Burma’s rulers are gradually coming to terms with democracy. On Sunday, the ruling Union Solidarity and Development Party (USDP) is holding its first national conference at which it is expected to elect new leaders and declare that it has become “a party of the people”.
The rebranding is timely. The next General Election is scheduled for 2015 and it is widely expected that the opposition National League for Democracy (NLD), headed by Aung San Suu Kyi, will win most of the seats that are open contests (under the constitution the military still has the right to appoint 25 per cent of members in both the Lower and Upper Houses of Parliament).
But can this transformation honestly be affected? The USDP was originally the political arm of the military junta that ruled the country for almost half a century. Officially it has 16 million members, but just how many of these are true party faithful rather than opportunists relying on Government patronage is highly problematical.
The USDP contested the last election in 2010 winning around three quarters of the seats, but it was a poll boycotted by the NLD after many of its candidates were deemed ineligible.

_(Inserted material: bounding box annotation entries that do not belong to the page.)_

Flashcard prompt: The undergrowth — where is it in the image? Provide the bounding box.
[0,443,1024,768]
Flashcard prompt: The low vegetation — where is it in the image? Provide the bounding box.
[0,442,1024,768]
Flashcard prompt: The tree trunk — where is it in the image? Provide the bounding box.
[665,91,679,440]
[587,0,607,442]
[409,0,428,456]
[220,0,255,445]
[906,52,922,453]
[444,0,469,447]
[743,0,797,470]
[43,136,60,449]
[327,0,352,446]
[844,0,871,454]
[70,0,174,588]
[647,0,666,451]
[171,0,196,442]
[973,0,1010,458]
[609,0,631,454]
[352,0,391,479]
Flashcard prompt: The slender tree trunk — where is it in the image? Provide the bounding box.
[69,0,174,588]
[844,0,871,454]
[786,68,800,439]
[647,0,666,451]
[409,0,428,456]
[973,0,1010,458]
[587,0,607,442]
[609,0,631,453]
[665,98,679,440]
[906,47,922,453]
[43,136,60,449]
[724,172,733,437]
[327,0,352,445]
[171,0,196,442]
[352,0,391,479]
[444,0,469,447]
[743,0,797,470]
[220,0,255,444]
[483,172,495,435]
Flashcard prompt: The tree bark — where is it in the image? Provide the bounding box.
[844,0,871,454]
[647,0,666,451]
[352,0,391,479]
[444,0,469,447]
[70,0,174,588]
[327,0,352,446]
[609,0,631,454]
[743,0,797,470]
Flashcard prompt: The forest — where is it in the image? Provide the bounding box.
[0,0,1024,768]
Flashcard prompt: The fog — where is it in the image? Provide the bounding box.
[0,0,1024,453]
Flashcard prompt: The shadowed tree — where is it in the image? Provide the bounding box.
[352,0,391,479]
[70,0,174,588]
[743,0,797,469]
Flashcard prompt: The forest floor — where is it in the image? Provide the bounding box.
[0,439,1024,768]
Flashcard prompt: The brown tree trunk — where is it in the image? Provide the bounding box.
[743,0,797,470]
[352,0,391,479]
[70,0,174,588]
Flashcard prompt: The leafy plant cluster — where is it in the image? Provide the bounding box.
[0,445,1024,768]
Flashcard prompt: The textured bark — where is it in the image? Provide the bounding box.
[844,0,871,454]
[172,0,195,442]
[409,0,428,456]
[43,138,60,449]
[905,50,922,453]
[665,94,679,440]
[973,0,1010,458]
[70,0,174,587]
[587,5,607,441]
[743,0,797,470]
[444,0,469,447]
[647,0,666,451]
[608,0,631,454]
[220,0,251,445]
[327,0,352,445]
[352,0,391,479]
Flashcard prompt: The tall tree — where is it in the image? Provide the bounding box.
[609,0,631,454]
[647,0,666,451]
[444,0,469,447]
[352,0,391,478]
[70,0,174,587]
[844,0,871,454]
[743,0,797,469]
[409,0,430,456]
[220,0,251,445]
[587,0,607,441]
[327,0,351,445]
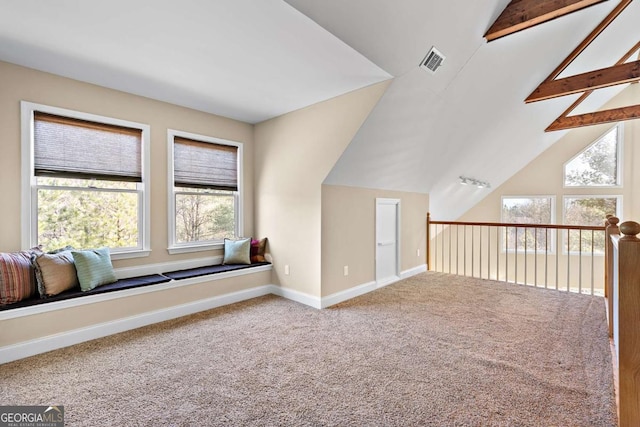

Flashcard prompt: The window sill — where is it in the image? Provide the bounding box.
[167,242,224,255]
[111,249,151,260]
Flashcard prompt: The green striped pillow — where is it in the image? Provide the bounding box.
[71,248,118,291]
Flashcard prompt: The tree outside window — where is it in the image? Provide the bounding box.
[502,196,555,252]
[564,126,620,187]
[562,196,621,254]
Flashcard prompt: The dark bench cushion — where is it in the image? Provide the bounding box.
[0,274,171,311]
[162,262,270,280]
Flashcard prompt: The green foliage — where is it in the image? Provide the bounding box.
[502,197,551,252]
[565,127,618,186]
[176,193,235,243]
[563,197,617,253]
[38,188,138,250]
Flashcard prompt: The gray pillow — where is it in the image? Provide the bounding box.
[71,248,118,291]
[33,251,78,298]
[222,237,251,264]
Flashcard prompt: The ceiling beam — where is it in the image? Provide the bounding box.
[524,61,640,103]
[545,0,631,82]
[484,0,606,41]
[545,105,640,132]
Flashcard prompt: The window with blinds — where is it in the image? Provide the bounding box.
[33,112,142,182]
[22,102,150,256]
[168,130,242,253]
[173,137,238,191]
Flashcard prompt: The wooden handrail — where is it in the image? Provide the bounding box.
[606,217,640,427]
[427,219,605,231]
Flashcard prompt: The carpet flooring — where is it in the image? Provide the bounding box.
[0,273,616,427]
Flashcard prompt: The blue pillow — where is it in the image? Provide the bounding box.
[222,237,251,264]
[71,248,118,291]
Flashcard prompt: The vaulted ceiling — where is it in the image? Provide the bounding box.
[0,0,640,219]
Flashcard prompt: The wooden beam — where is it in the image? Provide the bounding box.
[524,61,640,103]
[560,42,640,117]
[545,0,631,82]
[484,0,606,41]
[545,105,640,132]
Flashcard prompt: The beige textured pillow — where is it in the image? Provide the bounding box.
[33,251,79,297]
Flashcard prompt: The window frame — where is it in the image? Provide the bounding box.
[167,129,244,255]
[500,194,557,254]
[562,122,624,190]
[561,194,623,256]
[20,101,151,260]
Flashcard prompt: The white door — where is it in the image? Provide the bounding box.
[376,199,400,286]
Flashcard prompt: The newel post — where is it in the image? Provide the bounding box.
[616,221,640,427]
[426,212,431,270]
[604,215,620,337]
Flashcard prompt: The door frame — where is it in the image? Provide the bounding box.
[374,197,401,288]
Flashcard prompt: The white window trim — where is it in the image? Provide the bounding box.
[167,129,244,255]
[562,123,624,191]
[562,194,622,225]
[20,101,151,260]
[561,194,622,256]
[499,194,557,255]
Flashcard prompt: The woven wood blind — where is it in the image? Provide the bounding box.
[34,112,142,182]
[173,137,238,191]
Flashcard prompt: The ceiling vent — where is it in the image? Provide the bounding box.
[420,47,445,74]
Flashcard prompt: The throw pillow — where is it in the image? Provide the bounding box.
[251,237,267,263]
[71,248,118,292]
[33,250,78,298]
[0,248,42,305]
[222,238,251,264]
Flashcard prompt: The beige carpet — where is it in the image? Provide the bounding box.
[0,273,616,426]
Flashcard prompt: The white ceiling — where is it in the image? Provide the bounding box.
[0,0,391,123]
[0,0,640,219]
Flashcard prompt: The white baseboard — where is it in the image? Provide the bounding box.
[321,264,427,308]
[321,282,377,308]
[271,285,322,309]
[0,285,273,364]
[0,265,426,364]
[400,264,427,279]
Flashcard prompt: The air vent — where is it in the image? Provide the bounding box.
[420,47,445,73]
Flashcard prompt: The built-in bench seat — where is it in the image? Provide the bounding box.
[162,262,270,280]
[0,262,270,311]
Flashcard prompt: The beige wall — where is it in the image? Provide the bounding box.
[254,82,389,297]
[322,185,429,297]
[0,62,254,267]
[460,84,640,223]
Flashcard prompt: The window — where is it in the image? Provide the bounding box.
[22,102,149,258]
[502,196,555,252]
[563,196,622,253]
[168,130,242,253]
[564,125,622,187]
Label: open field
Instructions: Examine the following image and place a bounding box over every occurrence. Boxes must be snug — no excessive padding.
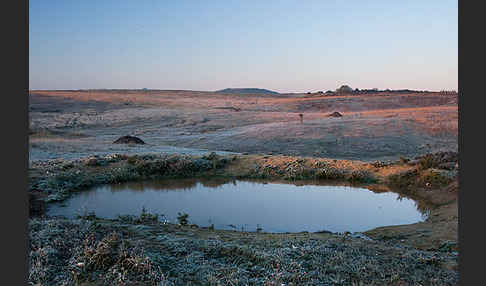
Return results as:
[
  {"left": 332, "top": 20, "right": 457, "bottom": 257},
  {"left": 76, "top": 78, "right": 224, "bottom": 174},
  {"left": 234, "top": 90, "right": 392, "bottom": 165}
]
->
[
  {"left": 29, "top": 90, "right": 460, "bottom": 285},
  {"left": 29, "top": 90, "right": 458, "bottom": 161}
]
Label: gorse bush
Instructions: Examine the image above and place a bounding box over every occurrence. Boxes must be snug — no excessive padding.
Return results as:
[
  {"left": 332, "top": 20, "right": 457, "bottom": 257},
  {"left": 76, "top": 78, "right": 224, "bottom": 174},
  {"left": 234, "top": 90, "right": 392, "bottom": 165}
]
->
[{"left": 177, "top": 212, "right": 189, "bottom": 225}]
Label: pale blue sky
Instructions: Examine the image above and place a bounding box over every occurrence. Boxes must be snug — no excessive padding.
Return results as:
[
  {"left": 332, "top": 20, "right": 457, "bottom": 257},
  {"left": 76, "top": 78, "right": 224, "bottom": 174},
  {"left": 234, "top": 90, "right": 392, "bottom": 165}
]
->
[{"left": 29, "top": 0, "right": 458, "bottom": 92}]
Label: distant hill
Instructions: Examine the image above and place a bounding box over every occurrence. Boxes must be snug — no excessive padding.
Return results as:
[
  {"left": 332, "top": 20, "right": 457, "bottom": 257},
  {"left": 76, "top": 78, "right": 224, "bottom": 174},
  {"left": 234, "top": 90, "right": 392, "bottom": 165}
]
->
[{"left": 216, "top": 88, "right": 279, "bottom": 94}]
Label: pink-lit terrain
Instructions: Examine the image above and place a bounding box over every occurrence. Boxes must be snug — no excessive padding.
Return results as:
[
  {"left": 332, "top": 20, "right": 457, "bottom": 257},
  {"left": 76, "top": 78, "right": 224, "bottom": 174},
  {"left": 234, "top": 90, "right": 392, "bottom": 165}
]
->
[{"left": 29, "top": 90, "right": 458, "bottom": 161}]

Now the NLD is back in the ring and recently swept 43 of 44 seats in by-elections.
As the party in power, the USDP has some breathing space to popularise itself with the electorate, but that will be no easy task in a country that lags well behind its south-east Asian neighbours in economic development and is still riven with unrest among its many ethnic minorities.
Some observers feel the key lies in whether significant numbers of the six million Burmese who live overseas can be tempted back to help with national reconstruction. Htun Aung Gyaw, a former student leader who has just revisited the country after decades in exile, says there is a vast pool of talent living in various countries of the world, including Australia, who could make a major contribution.
“Burma needs skills from all fields which exiles could easily provide. The bureaucracy is very weak, every sector has untrained people, but to encourage exiles to return, the Government must issue a blanket amnesty,” Aung Gyaw said in an interview.
And that may be a tall order for a Government which in the past has been highly suspicious of any views and opinions that ran counter to its own. While progress is being made, it is unlikely that a few statements and slogans at a single conference will represent real change.
Most likely the Burmese will have to wait until 2015 before beginning that process in earnest.